10 of those Katsuya could beat both, the same way 10 Gamabuntas could beat normal Katsuya and Manda, or ten Mandas could beat normal Katsuya and Gamabunta.


----------



## Veracity (Oct 8, 2013)

Actually wouldn't it be 20? Or atleast more then 10 considering it took both Tsuande and Sakura to summon a
Tenth of the slug.


----------



## The Pirate on Wheels (Oct 8, 2013)

Yeah.  It'd be more than ten, but I'm going with an ultra conservative estimate because I can't actually figure out a number.  

Rightfully, Tsunade could probably already summon much more Katsuya than she did in the deadlock, because her stamina shot up from 30 minutes of taijutsu+one use of SS, to 1 use of of SS plus hours of Byako and healing and normal fighting/healing.  So whatever the increase in Tsunade allows, plus whatever Sakura can contribute, equals 10%.


----------



## blackguyinpinksuit (Oct 8, 2013)

Katsuyu liquefies like she did in the latest chap avoiding all attacks while secreting acid therefore melting the entire battlefield.

Manda and gamabunta loses.


----------



## Trojan (Oct 8, 2013)

I'm going with katsuyu.


----------



## Turrin (Oct 8, 2013)

Even 1/10 Katsuya is large enough where Manda and Bunta would probably loose. Full Sized Katsuya would decimate even Manda V2, Bunta, Hiro, Kichi, Aoda, Manda, and Ken combined.


----------



## Jagger (Oct 8, 2013)

This makes you think Katsuyu is actually quite haxed unless you have power enough to vaporize her completely or subdue her in one way or another. 

Anyway, Katsuyu wins.
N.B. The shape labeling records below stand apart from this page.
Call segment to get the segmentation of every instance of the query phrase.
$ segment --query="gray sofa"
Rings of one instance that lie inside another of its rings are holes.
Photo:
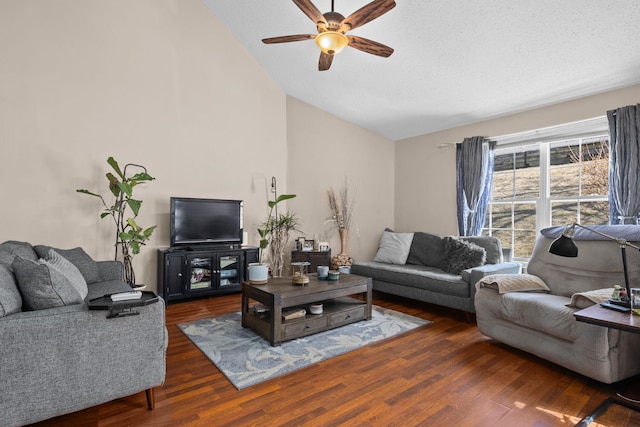
[[[640,226],[594,228],[616,236],[624,231],[640,240]],[[549,246],[561,232],[562,227],[542,230],[527,274],[486,277],[478,283],[478,329],[603,383],[640,373],[637,334],[577,322],[574,317],[576,311],[611,296],[615,284],[624,286],[619,245],[577,229],[578,256],[565,258],[549,253]],[[627,258],[631,286],[637,287],[640,253],[627,250]],[[536,282],[542,283],[534,290]]]
[[[95,262],[81,248],[0,245],[0,425],[142,391],[153,408],[153,388],[165,378],[164,302],[113,319],[87,308],[92,298],[131,290],[121,277],[120,262]]]
[[[475,258],[463,256],[467,249]],[[494,237],[456,238],[388,229],[382,234],[374,260],[351,266],[352,274],[371,277],[374,290],[467,313],[475,313],[474,285],[480,278],[520,270],[520,264],[504,261],[500,241]]]

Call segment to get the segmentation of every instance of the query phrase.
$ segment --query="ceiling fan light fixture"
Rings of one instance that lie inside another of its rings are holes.
[[[325,31],[316,36],[316,44],[327,55],[335,55],[349,44],[349,39],[341,32]]]

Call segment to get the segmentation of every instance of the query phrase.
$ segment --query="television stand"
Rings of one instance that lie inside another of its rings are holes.
[[[158,250],[158,295],[167,304],[242,290],[256,247],[240,244],[173,246]]]

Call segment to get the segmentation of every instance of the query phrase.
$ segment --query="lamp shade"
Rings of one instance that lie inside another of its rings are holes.
[[[316,44],[327,55],[334,55],[349,44],[349,39],[338,31],[325,31],[316,36]]]
[[[551,243],[549,252],[554,255],[575,258],[578,256],[578,247],[572,238],[565,236],[563,233]]]

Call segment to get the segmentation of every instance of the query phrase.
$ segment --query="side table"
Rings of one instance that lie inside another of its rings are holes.
[[[578,322],[590,323],[592,325],[604,326],[605,328],[619,329],[621,331],[640,334],[640,316],[634,316],[627,312],[622,313],[601,307],[599,304],[592,305],[573,314]],[[640,411],[638,401],[626,398],[621,394],[609,396],[592,413],[584,417],[576,426],[586,427],[598,416],[607,410],[612,403],[624,406],[634,411]]]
She's way too large, resistant and troublesome to be killed through the use of mere sword swings and wrapping her.


----------



## Bonly (Oct 8, 2013)

Gamabunta reverse summons Naruto and calls it a day


----------



## Joakim3 (Oct 8, 2013)

1/10 Katsuyu is already pushing 100% Kurama/PS size

By feats 1/10 Katsuyu is already WAY to large to be damaged by the conventional means Manda & Bunta can dish out. 100%  Katsuyu would be Juubi/Shinshensenju/Island Turtle/Manda II size.... which are so beyond overkill it's not funny.





Genuinly speaking...... honestly unless you have mountain range + attacks..... you really can't kill her


----------



## The World (Oct 9, 2013)

Looks like there is only 1 slug though which is Katsuya

If it was the whole frog mountain they might have a chance 

Same thing with the snakes/dragon


----------



## Lyanna (Oct 9, 2013)

Full size Katsuyu obviously soloes this. It's already hard to kill the normal size Tsunade could summon, which is kind of less than 1/10 of the full size. The full sized one could actually drown them in acid.


----------